How flexible your board is will determine your longboard’s ability to absorb shocks and it influences the stability of your ride. Keep in mind that you cannot have a highly flexible longboard if you intend to ride at high speeds. To make the right decision on your deck’s flexibility, check if it is rated as soft, soft/medium, medium/stiff, or stiff. Of course, soft will be the most shock absorbent and it’s the most ideal for cruising. Every other rating can be used for more than just that, a soft/medium will allow you to also experience some freestyling with your longboard, a medium/stiff will be right if you want to also try freeriding but a stiff board should be used for downhill.

Another important question is whether or not you want your longboard to have a kicktail. Some longboards have it included in the back while some don’t. Both of them are good for beginners so you don’t need to worry about making the wrong choice here. It is, however, good to keep in mind that having a kicktail is a great addition if you want to make faster turns and possibly learn some tricks while not having a kicktail makes your ride more stable, so choose this option if you’re a beginner and you’re worried about maintaining your balance.

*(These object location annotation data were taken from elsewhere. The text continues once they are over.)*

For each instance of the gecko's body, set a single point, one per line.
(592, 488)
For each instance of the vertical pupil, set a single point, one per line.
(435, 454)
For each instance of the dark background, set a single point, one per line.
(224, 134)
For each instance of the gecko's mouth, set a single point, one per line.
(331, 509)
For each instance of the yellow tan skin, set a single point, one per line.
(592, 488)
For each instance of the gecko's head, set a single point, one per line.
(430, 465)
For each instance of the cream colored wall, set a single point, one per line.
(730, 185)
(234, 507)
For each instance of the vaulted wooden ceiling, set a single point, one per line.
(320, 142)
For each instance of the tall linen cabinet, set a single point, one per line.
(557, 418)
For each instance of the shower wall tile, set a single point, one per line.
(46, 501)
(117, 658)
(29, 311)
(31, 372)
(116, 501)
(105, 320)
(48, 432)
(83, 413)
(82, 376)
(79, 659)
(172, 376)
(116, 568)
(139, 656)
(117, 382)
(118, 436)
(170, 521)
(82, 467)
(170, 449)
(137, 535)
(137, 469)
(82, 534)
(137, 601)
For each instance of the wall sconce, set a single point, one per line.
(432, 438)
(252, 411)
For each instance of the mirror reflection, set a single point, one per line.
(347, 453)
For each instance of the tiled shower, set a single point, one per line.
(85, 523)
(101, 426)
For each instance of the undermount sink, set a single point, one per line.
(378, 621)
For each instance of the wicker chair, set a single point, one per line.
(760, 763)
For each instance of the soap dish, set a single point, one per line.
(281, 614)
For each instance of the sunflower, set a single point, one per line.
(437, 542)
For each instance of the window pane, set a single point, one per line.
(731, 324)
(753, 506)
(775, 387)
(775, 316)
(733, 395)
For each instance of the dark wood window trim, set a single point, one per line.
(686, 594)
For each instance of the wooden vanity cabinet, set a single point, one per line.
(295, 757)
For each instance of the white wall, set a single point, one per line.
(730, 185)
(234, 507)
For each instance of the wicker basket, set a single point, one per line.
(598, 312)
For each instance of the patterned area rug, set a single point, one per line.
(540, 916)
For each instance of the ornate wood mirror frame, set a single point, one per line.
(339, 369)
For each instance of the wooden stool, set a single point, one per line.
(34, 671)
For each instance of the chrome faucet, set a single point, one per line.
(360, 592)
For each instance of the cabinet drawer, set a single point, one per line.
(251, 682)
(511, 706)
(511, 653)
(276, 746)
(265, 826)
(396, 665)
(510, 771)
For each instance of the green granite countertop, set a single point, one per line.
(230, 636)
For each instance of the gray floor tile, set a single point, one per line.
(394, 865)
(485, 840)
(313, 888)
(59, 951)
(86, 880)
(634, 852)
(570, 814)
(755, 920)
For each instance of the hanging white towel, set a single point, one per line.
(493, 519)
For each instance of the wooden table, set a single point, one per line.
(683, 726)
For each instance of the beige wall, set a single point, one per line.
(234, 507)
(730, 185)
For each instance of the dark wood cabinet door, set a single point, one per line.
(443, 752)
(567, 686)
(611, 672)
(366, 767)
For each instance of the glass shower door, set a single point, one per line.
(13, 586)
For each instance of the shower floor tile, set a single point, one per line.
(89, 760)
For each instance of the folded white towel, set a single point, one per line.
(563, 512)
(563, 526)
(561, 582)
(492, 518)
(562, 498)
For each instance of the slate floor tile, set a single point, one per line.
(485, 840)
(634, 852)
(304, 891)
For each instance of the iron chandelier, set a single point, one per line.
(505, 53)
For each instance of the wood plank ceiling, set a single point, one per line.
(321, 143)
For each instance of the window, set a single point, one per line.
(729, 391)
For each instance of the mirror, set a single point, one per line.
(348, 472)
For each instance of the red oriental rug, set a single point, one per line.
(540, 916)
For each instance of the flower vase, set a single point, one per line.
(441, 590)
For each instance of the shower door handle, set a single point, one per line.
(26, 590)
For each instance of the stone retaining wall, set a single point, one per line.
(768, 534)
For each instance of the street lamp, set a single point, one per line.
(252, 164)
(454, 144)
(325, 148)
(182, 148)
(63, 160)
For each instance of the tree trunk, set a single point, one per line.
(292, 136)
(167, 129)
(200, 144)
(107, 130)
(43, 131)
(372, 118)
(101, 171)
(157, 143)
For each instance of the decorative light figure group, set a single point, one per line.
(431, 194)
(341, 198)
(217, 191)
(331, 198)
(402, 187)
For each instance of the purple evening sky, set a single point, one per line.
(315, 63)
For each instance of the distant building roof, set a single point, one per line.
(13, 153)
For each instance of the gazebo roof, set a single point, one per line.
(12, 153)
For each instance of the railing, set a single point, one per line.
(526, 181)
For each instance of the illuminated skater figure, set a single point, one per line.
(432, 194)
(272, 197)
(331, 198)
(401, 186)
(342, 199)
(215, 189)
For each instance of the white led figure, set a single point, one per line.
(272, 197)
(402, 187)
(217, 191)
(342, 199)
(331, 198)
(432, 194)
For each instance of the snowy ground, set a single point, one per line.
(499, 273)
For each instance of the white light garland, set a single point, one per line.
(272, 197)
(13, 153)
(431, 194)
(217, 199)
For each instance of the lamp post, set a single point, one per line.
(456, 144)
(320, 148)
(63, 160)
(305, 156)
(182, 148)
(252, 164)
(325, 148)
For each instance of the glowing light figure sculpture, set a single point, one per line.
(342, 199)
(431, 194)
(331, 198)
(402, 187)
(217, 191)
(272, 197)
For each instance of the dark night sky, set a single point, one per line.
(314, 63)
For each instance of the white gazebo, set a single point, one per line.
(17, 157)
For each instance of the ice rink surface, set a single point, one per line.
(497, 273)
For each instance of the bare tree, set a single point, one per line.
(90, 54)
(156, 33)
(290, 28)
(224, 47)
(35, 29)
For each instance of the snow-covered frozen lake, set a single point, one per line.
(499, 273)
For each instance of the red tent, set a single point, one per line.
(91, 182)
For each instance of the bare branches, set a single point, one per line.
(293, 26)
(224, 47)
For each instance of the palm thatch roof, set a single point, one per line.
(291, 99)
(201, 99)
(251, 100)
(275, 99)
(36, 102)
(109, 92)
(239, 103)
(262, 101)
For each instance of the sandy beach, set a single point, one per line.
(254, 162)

Learn the hardware: Wheels, Bearings & Trucks

What are longboard trucks?

Trucks are that part of a longboard that allows them to turn and provide the axels for the wheels. The most popular trucks for a longboard are the kingpins, but one can also pick the standard kingpins. They’re a great option, especially for smaller longboard setups. They are normally 150mm wide for decks that are under 8.5" and about 180mm wide for decks that are above 8.5". For longboards, the latter is the most common. The axle has to be about the same width as your board.

Now it's time to choose the wheel size.

When choosing the wheel size, we’re basing the decision on the deck’s dimensions as with the trucks, but this time we need to pay attention to the length. The length will vary by the board but as a general factor, you will need to get your wheels based on the board size, the smaller the board, the smaller the wheels have to be. Take the following guideline into consideration when choosing your longboard:

  1. For a longboard length of 50", you will generally need wheels that are between the size of 75-100mm
  2. For a longboard length of 42", you will generally need wheels that are between the size of 65-75mm
  3. For a longboard length of 34", you will generally need wheels that are between the size of 60-65mm

When it comes to the durability of your wheels, the softer they are, the more shock-absorbent they are, and are made mainly for cruising. Harder wheels are made for freestyle and freeride and the hardest for downhill.

In terms of shape, a round lip provides a more predictable slide and a quick response while a square lip is for cruising, it has more grip and it’s good for straighter riding.

Bearings. The better the bearings are, the longer your wheels will roll with a single push. In this scenario, the best bearings are the ceramic ones as they are the most frictionless but they’re also more expensive. Normal bearings are also good but you have to keep an eye on them as they will have to be maintained, kept clean, and lubed.

It can be challenging to decide on the perfect longboard for your individual needs and aspirations when it comes to longboarding. We hope that now that you’ve been provided with a more comprehensive understanding of the pros and cons of various longboards, the selection process will become less intimidating and overwhelming. You can now confidently choose a board that aligns with both your short-term and long-term longboarding goals. It's important to note that while different longboards may be better suited for specific activities, such as downhill racing or cruising, most longboards are still able to provide a great riding experience for a wide range of uses. Now you are equipped to make an informed decision and embark on your longboarding journey with confidence.